Obviously, Putin has launched his own revenge agenda, and as usual he's playing it smartly by the book. He didn't cut Russian gas passing through any other country, or otherwise, he would be officially declaring World War 3, and he's too smart to do that. Instead, he picked the same country, which the Americans and the Europeans are claiming to defend, i.e. the cause of the problem, and which happens to handle the majority of Russian gas exports. Instead, Putin is offering the West Russian gas through Turkey, and with infrastructure not ready yet, the Europeans have to wait; let alone the infrastructure between Turkey and the rest of Europe. Do I hear anyone calling for Turkey's inclusion to the EU? Well, let's first take Erdoğan's opinion on this.
And if you think this is all what's Putin been preparing for the West, you'd be terribly wrong. The Russian president, this week, also ordered the liquidation of Russia's dollar dominated assets fund. He is now selling nearly 100 billion U.S. Dollar worth of Western assets, and what is he doing with the cash? Aha, he is first rescuing his ailing Russian Ruble, and second, he's buying dirt cheap Russian energy stocks from their Western shareholders! The Russian stock market, which lost 35% of its value in December 2014, tempted the Russian president to bring those energy shares back home at less than half the price they were originally sold for. Smart enough? Read on, it's not over yet!
Russia has been accumulating physical gold since 2005. Oh wait, this is when Putin served his first presidential era! Indeed, and now during his second presidency, he has tripled his country's gold reserves, so what's the trick? Simple, the Russian leader is moving closer to back his Ruble with physical gold. He first hiked the key interest rate from 10% to 17%, then he gave state-owned companies until March 2015 to bring down their foreign exchange balances to their October 2014 levels. This last move translates into tens of billions of U.S. Dollars being sold for Rubles in the coming few weeks. And eventually, he looks set to back the Russian currency with gold.
And as if natural gas and gold were not enough of a revenge, Putin added oil to his arsenal. This oil price war started with both the Americans and the Saudis triggering it in defense of the U.S. currency and in an attempt to bring Russia - the world's second largest oil exporter - to its knees. So how exactly did president Putin respond to this? He is selling Russian oil for physical gold! In other words, he is pulling Russia out of the Petrodollar market, and hence exposing the U.S. currency to a disastrous outcome. Consequently, what started as an attempt to bring Russia to its knees, could very possibly end with the U.S., Europe and the rest of the world except China on their knees instead.

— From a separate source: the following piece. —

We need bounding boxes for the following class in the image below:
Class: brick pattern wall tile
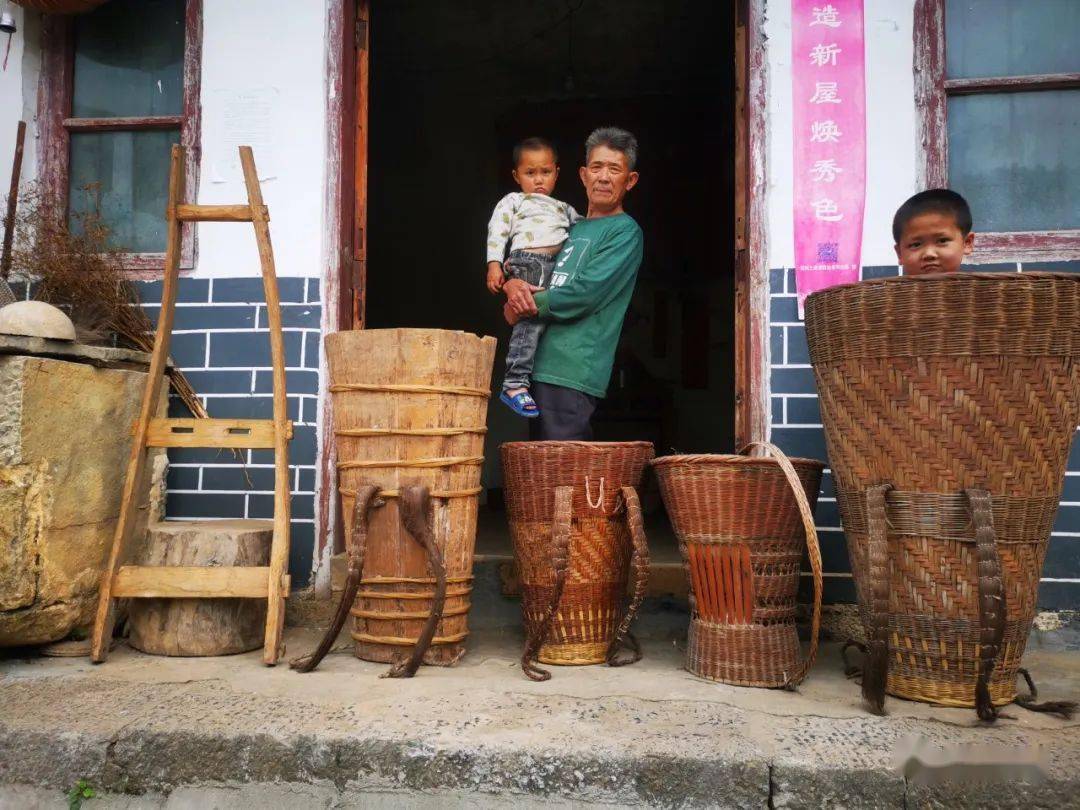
[771,262,1080,609]
[139,277,322,588]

The best thing I read on Vladimir Putin, which actually led me to burst into laughter was what Russian lawyer Dmitry Kalinichenko wrote few days ago, when he described the case as follows: "Very few people understand what Putin is doing at the moment. And almost no one understands what he will do in the future". I definitely agree! So what should you be doing as this geopolitical financial war escalates? One thing! Buy silver and gold!